Likewise, I think a similar rationale lies behind Aer Lingus’s decision to produce a chicken dinner with a 15-month lifespan. I like to think the company doesn’t actually intend to keep the dishes for that long, but it just somehow reassures it to have a vast temporal safety cushion on hand – possibly for use in the event of a Lost-type scenario, where the aircraft crashes, passengers fall into 15-month comas and are then very glad, upon awakening, to find appetising chicken, rice and vegetable meals ready for them, fresh and tasty in their cellophane packs.

Of course, for all I know my dinner might have had a far longer lifespan than 15 months.

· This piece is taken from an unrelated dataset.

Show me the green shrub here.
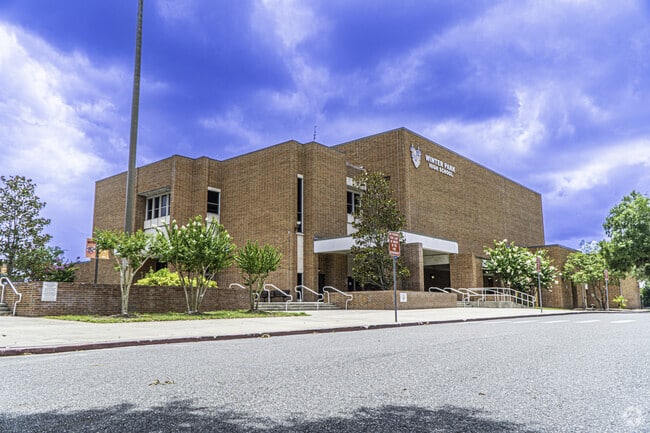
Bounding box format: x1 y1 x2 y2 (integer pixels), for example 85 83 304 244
612 296 627 308
135 268 217 287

It could have been prepared years before and have a life expectancy better measured in half-lives, but it suited me while chewing my way through it to imagine it being lovingly prepared earlier that morning in some catering kitchen near the airport and only at the last minute being subjected to a miraculous process that would make it live 200 times longer than some butterflies.

I wish we could preserve our language in the same way. This isn’t the place to discuss the fears that lie behind our abandonment of it, but suffice to say that the ice-cream sellers of Dubrovnik – who proudly insist on making their ice cream fresh every few days – are sensitive to the cultural richness of others, having suffered the bombing of most of their own cultural assets in 1991.

They go to great pains to learn a smattering of the languages of most tourists, and it always mystifies them that we can’t speak Irish back to them. If you do find yourself in Dubrovnik, it’s worth remembering that a cone costs €2 and that the Irish for two, as Des Bishop has already gone to great lengths to teach us, is dhá, dó or beirt, depending on the circumstances.

So just remember: dhá euro is what the ice-cream seller will ask for. Give him the money and say: “Go raibh maith agat.” Don’t be afraid.